Se olharmos com suficiente atenção para qualquer coisa da vida corremos sérios riscos de deparar com a fatal realidade da sua futilidade. Quando a própria vida é intrinsecamente inconsequente (pelo menos para as mentes inteligentes, modestas e corajosas que admitem não estar cá “por uma razão”) é quase paradoxal encontrar alguma acção com sentido! Mas então o que nos impede de viver superficialmente, comida, sexo e almofada, ou até mesmo de cometer o suicídio? Afinal vamos todos morrer na mesma…
A questão é que, apesar de inconsequente, a vida é mesmo muito boa! Ou pode ser, se seguirmos uma determinada linha filosófica personalizada. E por mais que os percursos que trazem felicidade a cada indivíduo se distingam conforme a genética pessoal, convergem sempre na mesma linha comum: o amor. Estou plenamente convencido de que qualquer vida desprovida de vertente amorosa é necessariamente cinzenta e aborrecida, levando o utilizador a um estado de insatisfação que o impede de usufruir adequadamente das restantes maravilhas da sua existência.
Dito isto, torna-se clara a razão pela qual cada vez mais pessoas põem a sua vida amorosa acima das amizades ou até da carreira profissional. E é apenas legítimo que assim seja! Diria mesmo que aqueles extraviados que se habituam a um estado de solidão sentimental entram numa situação psicologicamente perigosa que está assustadoramente próxima da degeneração em depressões profundas. Por outro lado, nunca conheci um romântico incurável que fosse infeliz! Acontece ficarem tristes, mas a tristeza é uma emoção passageira; a sua vida é sempre pautada por linhas berrantes de felicidade!
Façam o que entenderem quanto às opções pessoais de vida que vos trazem felicidade, matem ou salvem, pintem ou escrevam, gritem ou cantem, mas vivam sempre em função do amor! Porque não é qualquer sonho que comanda a vida, é preciso ser um sonho assim tão bom. E com o sonho do amor não conseguimos dar significado à totalidade da existência universal, mas damos significado aos cinco minutos em que cá estivemos.
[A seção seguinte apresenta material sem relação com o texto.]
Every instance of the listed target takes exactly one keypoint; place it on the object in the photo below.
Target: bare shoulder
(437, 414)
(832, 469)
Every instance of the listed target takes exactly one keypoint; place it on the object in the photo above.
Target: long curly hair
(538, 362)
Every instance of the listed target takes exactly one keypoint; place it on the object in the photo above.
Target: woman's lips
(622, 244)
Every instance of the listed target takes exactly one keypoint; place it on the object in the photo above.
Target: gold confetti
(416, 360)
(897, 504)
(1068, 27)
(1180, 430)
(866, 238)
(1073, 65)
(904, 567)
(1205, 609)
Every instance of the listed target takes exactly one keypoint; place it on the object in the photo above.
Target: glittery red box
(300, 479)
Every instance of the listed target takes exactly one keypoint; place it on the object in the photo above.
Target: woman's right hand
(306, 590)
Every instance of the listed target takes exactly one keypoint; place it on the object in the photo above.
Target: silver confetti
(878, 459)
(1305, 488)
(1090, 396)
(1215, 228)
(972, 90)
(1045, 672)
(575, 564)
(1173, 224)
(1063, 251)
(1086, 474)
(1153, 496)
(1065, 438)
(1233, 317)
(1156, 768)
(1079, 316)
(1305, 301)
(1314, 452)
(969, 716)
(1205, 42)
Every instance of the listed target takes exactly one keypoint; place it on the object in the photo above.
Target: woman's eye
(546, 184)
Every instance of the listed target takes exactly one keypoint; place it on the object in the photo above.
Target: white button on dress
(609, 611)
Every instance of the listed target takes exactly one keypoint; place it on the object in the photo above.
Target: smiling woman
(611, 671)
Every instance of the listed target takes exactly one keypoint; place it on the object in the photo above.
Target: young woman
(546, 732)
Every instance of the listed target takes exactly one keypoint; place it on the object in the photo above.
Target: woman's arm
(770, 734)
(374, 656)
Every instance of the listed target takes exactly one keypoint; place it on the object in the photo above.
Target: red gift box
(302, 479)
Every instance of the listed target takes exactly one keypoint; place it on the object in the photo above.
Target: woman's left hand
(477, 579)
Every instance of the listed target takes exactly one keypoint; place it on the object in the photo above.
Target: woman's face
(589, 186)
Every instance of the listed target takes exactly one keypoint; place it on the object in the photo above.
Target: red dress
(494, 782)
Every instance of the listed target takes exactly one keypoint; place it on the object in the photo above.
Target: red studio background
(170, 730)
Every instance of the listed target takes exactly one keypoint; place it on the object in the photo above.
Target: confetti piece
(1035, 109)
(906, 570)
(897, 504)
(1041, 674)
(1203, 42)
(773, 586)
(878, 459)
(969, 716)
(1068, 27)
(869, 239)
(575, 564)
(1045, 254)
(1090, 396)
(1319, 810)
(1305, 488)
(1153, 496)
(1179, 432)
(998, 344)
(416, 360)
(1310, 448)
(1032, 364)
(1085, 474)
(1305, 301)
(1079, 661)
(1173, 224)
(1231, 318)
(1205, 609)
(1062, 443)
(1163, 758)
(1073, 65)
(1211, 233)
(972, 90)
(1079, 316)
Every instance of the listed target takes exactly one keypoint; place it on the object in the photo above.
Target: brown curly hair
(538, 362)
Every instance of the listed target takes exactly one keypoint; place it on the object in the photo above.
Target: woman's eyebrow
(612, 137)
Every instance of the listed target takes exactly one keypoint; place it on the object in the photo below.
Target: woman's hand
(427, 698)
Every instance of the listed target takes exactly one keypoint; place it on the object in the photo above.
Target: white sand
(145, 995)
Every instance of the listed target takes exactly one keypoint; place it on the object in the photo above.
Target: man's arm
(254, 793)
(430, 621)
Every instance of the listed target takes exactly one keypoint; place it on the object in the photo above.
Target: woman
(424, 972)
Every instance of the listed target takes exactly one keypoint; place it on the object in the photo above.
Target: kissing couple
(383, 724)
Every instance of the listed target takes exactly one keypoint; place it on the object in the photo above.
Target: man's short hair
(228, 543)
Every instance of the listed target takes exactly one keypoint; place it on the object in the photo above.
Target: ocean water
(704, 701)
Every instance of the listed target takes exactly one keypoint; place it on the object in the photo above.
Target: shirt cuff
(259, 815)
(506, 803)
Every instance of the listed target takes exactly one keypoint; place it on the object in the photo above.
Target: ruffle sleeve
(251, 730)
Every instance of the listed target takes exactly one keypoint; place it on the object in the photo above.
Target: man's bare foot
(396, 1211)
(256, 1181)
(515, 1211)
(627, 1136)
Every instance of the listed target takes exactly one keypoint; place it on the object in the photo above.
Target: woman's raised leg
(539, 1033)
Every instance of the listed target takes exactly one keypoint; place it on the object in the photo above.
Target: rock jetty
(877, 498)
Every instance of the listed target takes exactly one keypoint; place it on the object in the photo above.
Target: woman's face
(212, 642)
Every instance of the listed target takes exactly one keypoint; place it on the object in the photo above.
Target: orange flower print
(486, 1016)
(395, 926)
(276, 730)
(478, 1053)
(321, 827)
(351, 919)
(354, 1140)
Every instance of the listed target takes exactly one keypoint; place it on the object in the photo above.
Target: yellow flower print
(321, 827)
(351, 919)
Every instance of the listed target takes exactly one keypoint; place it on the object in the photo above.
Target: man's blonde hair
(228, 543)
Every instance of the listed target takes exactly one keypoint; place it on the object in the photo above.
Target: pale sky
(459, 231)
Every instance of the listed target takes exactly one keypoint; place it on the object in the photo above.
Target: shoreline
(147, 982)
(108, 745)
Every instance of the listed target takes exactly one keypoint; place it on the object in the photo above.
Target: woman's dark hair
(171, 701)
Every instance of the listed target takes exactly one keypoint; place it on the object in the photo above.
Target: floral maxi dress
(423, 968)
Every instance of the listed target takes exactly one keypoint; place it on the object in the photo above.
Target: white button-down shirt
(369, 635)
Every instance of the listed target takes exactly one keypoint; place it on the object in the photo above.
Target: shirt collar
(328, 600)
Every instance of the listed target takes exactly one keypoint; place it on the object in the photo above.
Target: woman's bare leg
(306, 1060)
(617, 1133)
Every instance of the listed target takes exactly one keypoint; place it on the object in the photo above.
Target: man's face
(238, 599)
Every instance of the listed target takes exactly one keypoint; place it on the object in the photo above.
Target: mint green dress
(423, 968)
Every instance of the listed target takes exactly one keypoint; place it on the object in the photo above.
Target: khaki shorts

terça-feira, dezembro 21, 2004

Serial Experiments: Lain


Descascar o quoutidiano e explorar os perturbadores motivos dos acontecimentos... Desde a natureza humana às regras do Universo, tudo pode ser teorizado à exaustão e destituído de incertezas e acasos probabilísticos.
Escrevo estes textos relacionando os escassos conhecimentos empíricos que tenho de vivências passadas com racicínios simples, na pueril esperança de viajar nos estudos humanos e de nos conhecer a todos um bocadinho melhor.